BCIs could be either: system-paced, in which the timing of the commands is imposed by the system, or self-paced, in which commands are issued at any time the user decides. We thus distinguish an initiative coming from a system as in the first case, or initiative coming from a user, as in a second case. This command initiative axis represents a synchronous/asynchronous training phase presented from previous section.

Decision about the execution.

Decision about the execution of the command “could either rely on user only or it could be executed in a shared manner, meaning that the mental action from the user is transformed into a high-level command that is sent to the application” [10]. For example in [58] a user controls a wheelchair by selecting a destination using P300, and then a decision-making program decides about the final movement, taking into consideration the additional information from the other sensors about the obstacles.

Axis what

This axis represents the information conveyed by BCI and for what it has being conveyed (execution of which tasks?).

We define three aspects describing this axis:

Neural Mechanism.

As we discussed in previous section of this paper, we distinguish the following neural mechanisms that are mostly interpreted by BCIs nowadays: ERD/ERS, SSEP, ERP.

Interaction Task.

We re-use Foley’s interaction tasks for our conceptual space: Select, Position, Orient, Path, and Text [59]. We also add a trigger task (on/off, yes/no) that is common in BCIs (see “communication” applicative domain in this paper as well as [60]), as well as the « multitasks », which stands for of the six aforementioned interaction tasks of Foley’s taxonomy. Although these tasks are nowadays used in most of BCI-based systems, we also introduce a notion “N/A” which stands for the systems, which do not present the tasks. In the example of Fig 2, moving a wheelchair to the left by imagining left hand movement corresponds to the “orient” task.

Pragmatism.

We introduce a pragmatic property in our conceptual space, to highlight the directness of the “mapping between the user’s expectation (i.e. goal) and the semantics of the interaction technique carried by the computer” [61, 62].

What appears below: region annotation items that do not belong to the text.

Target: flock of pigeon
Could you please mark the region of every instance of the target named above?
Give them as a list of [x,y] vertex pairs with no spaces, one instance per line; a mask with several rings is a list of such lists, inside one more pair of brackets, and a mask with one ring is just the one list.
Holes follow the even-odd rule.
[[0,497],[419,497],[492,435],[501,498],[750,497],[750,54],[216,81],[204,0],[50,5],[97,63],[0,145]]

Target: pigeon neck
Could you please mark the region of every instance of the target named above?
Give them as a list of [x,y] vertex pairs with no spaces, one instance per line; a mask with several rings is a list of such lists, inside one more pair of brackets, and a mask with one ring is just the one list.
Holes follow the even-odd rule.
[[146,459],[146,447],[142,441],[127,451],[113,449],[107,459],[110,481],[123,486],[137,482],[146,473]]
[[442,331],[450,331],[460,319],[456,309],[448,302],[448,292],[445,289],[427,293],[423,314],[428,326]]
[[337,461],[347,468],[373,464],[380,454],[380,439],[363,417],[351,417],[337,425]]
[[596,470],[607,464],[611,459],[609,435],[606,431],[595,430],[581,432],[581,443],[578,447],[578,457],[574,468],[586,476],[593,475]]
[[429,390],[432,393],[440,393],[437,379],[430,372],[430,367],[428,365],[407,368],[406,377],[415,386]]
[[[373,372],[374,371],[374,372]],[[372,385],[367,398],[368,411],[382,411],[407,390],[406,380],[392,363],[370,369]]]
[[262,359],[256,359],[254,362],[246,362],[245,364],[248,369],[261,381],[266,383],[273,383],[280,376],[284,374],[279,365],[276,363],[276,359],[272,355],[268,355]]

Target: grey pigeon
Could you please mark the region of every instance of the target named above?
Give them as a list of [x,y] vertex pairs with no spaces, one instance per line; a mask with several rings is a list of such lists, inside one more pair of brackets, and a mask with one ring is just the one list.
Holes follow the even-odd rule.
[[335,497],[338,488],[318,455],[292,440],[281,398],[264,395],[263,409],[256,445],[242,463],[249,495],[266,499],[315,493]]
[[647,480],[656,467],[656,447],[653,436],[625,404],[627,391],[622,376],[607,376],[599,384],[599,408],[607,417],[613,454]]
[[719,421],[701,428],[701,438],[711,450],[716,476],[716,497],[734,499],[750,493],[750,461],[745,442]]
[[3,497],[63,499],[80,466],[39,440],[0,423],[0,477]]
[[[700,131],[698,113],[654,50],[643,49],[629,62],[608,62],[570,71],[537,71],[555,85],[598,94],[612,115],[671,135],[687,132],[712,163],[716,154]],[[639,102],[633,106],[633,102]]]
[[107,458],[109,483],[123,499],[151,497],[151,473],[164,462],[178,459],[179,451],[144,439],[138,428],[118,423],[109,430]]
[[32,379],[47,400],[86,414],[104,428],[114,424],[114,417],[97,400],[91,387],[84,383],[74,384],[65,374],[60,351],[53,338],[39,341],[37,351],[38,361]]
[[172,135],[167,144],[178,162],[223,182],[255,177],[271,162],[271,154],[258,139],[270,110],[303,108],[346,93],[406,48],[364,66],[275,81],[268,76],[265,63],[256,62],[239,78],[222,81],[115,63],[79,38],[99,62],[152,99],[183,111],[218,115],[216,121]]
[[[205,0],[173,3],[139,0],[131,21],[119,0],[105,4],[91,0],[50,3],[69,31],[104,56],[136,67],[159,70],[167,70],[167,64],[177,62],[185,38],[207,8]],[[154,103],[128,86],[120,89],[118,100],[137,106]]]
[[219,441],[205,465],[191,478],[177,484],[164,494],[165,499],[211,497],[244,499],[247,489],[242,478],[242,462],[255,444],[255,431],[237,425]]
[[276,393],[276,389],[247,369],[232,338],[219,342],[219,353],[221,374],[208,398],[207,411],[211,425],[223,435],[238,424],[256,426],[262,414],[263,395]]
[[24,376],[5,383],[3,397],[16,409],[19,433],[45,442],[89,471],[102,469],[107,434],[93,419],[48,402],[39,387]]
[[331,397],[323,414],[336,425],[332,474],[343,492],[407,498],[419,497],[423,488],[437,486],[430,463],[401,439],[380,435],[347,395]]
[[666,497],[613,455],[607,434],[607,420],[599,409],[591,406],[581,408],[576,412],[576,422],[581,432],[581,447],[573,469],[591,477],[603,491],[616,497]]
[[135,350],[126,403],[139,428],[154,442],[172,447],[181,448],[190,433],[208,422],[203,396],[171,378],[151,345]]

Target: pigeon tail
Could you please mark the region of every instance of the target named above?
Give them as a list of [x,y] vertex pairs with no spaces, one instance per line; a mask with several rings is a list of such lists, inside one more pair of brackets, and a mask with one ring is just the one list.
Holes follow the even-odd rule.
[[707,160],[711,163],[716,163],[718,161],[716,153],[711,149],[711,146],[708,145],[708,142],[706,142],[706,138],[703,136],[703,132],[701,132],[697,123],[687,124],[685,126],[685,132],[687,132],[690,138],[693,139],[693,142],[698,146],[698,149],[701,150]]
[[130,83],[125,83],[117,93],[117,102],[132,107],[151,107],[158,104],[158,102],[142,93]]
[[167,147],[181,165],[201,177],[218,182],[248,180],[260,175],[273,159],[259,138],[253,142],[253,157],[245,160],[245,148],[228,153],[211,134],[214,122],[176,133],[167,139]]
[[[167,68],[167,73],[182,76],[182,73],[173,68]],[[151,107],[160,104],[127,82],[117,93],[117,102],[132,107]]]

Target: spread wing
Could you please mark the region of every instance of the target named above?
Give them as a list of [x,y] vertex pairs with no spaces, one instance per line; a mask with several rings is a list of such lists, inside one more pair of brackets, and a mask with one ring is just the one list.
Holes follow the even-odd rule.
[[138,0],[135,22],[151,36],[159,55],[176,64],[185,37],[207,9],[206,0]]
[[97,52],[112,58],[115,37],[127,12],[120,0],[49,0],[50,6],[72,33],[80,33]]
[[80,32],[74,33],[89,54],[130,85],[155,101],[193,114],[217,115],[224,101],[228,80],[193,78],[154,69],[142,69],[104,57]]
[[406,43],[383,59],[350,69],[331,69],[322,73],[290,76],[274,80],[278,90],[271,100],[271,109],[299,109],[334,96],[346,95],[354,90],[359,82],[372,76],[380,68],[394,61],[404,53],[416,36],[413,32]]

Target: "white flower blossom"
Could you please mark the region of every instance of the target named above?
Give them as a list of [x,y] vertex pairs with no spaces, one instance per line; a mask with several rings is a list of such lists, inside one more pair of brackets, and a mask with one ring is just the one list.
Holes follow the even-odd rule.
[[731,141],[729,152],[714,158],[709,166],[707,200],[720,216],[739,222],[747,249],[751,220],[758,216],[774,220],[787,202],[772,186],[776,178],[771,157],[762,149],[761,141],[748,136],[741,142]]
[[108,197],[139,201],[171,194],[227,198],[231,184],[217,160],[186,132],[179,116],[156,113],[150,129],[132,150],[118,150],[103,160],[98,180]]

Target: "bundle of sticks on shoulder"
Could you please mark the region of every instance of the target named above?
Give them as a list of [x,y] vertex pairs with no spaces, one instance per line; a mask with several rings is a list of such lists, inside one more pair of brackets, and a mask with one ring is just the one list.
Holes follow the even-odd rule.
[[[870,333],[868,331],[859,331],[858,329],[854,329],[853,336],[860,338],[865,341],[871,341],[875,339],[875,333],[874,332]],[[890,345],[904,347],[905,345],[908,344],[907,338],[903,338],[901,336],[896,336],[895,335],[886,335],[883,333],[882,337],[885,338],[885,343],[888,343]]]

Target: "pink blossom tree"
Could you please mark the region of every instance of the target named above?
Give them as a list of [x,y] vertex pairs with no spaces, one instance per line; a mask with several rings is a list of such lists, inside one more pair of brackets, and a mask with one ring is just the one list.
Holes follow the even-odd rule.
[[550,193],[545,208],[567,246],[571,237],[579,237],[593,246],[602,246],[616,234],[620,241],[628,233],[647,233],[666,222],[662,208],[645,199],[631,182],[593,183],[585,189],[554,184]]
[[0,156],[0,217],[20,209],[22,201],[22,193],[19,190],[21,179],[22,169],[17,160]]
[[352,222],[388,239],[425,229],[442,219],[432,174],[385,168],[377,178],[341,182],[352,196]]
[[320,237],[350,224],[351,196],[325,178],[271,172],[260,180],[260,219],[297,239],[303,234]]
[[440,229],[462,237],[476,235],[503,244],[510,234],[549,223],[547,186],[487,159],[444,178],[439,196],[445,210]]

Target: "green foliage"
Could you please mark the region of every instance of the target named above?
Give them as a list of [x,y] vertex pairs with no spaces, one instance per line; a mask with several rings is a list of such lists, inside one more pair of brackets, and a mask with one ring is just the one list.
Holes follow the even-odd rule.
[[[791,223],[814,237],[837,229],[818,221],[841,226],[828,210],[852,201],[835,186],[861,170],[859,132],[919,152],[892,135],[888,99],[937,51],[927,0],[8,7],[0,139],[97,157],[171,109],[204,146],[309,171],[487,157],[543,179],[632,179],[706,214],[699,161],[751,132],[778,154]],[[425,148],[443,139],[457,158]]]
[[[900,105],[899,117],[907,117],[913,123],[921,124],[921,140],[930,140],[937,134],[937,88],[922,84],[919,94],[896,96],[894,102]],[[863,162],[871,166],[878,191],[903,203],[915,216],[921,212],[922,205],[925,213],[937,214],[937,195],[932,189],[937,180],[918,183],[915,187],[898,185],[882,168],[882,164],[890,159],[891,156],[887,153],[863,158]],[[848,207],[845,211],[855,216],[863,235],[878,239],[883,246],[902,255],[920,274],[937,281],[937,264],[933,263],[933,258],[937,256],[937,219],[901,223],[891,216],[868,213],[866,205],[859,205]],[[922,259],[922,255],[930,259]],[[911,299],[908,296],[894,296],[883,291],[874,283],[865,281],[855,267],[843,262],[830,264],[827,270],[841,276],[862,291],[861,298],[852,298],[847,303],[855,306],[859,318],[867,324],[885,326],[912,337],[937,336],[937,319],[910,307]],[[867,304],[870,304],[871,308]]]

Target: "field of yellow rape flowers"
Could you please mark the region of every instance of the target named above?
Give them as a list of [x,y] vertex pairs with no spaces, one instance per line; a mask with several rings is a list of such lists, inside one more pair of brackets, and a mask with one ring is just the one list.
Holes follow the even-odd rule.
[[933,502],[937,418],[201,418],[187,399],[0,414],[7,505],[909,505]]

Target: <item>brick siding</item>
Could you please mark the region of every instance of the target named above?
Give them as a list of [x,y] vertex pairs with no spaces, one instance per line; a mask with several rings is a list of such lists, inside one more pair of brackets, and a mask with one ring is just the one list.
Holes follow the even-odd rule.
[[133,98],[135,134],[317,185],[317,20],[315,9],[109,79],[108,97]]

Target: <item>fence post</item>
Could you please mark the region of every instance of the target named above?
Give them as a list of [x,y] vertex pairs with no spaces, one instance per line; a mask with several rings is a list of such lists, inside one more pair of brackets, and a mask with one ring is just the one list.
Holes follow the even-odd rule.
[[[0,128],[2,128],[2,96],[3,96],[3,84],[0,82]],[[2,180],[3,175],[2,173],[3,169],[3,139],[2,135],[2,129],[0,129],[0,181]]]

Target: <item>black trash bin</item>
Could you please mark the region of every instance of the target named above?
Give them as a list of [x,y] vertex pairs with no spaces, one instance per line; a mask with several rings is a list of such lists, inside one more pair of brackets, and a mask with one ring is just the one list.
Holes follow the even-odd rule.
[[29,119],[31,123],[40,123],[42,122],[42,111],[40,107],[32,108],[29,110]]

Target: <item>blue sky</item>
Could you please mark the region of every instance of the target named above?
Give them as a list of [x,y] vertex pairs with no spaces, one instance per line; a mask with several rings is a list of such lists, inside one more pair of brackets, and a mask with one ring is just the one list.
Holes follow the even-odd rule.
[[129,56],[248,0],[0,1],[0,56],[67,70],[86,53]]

As an example we can take an imagination of the feet movement within two different tasks: in the task of lifting a virtual spaceship [63] and navigating through the virtual museum [64]. As navigating is related to walking, a task of imagining feet movement to perform the action is considered by us as a direct pragmatic mapping. But we usually do not imagine/use feet to lift an object except some games like football, so asking to imagine the feet movement in the case of spaceship lifting is not a direct mapping. The pragmatic axis is important as the lack of logical meaning in the mapping may impact the performance of the task drastically [65].

Axis how

This axis represents how the system conveys the information from BCI in relation with other modalities (if any) available along with BCI.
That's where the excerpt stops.